The DJs segued from “Sexual Healing” to “Between the Sheets. Subtle? No. Effective? You betcha. The smallish crowd (“smallish” being a perfect number for the patio, which, bizarrely, featured cow hides on the pavement) at The Lodge was outgoing and twitching their asses in their eagerness to dance, but nobody could quite bring himself to be the first to boogie when there was no specially demarcated floor.

Enter Cato. He's the black guy you've seen about, with the Elizabethan plucked forehead, the Einstein hair and the Hitler mustache. Yeah! You've seen him!

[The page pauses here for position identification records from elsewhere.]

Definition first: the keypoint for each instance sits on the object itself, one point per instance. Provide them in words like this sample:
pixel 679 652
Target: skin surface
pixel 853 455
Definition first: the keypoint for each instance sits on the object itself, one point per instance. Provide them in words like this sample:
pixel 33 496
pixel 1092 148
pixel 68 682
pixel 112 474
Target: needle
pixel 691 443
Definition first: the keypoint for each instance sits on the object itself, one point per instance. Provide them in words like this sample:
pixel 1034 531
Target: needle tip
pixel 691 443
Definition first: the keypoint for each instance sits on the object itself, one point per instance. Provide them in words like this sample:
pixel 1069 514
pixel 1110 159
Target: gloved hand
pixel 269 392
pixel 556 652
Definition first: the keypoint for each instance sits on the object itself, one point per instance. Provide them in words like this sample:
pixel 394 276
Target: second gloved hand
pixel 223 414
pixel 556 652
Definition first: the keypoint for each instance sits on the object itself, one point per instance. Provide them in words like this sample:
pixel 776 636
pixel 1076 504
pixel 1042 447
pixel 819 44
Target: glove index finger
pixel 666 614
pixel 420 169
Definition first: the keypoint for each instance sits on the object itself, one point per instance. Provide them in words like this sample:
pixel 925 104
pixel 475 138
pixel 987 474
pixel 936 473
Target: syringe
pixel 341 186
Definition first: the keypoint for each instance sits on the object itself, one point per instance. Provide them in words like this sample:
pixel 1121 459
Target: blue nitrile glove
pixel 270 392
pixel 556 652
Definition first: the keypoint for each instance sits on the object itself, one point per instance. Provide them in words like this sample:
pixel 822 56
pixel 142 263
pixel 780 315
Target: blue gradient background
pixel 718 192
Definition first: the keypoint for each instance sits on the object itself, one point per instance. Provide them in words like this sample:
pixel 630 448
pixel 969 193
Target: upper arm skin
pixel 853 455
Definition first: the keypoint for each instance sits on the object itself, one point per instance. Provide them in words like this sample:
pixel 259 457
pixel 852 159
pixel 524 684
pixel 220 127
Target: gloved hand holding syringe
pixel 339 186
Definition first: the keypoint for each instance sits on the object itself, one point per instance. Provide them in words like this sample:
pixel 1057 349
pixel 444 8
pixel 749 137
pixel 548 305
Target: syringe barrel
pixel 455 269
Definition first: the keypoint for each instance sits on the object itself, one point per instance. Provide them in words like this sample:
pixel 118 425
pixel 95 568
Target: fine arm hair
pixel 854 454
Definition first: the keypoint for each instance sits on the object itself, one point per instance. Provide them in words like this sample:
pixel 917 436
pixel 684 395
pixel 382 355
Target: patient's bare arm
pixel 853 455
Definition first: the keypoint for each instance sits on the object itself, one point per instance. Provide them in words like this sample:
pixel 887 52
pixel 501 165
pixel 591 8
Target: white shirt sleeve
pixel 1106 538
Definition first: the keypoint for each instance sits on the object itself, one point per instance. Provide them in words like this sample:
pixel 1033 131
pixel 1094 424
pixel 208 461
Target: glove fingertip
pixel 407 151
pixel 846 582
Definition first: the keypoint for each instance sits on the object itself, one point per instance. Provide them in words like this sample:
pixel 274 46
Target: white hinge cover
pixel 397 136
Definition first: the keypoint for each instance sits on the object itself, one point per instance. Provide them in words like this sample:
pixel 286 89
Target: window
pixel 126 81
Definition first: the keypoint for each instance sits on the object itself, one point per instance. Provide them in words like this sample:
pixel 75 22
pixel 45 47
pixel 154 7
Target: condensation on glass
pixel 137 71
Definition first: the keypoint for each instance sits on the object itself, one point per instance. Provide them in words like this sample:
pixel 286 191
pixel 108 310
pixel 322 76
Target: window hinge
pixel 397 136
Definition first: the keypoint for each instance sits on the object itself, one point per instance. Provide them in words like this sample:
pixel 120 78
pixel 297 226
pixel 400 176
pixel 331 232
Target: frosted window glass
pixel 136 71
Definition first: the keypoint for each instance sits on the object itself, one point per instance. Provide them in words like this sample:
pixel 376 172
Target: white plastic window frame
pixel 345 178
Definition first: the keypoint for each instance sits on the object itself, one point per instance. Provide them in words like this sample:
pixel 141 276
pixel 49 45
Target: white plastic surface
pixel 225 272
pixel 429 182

He and his sister were chair dancing and holding court at a table that was rapidly drawing every last person in the place like rich folk to money. The only way the table could have been having more fun is if there were lap dances and coke.

I couldn't stand it anymore. I had to go over and be with the most fun table ever, too! Even though they were hanging out at the Lodge—the fancy new restaurant in Shaheen Sadeghi's new mall, The Camp—and even though the Lodge is brought to you by the folks of Aubergine and Troquet, they were friendly and sweet and welcoming, and it wasn't long before the DJ threw on Michael Jackson, and once Cato danced, it took exactly four seconds before everyone else did, too. Later, sitting and drinking again, Cato mentioned friends in San Francisco and described them as “pretentious but nice. You know!” Oh, if I don't, who does? Regular folks. Just better.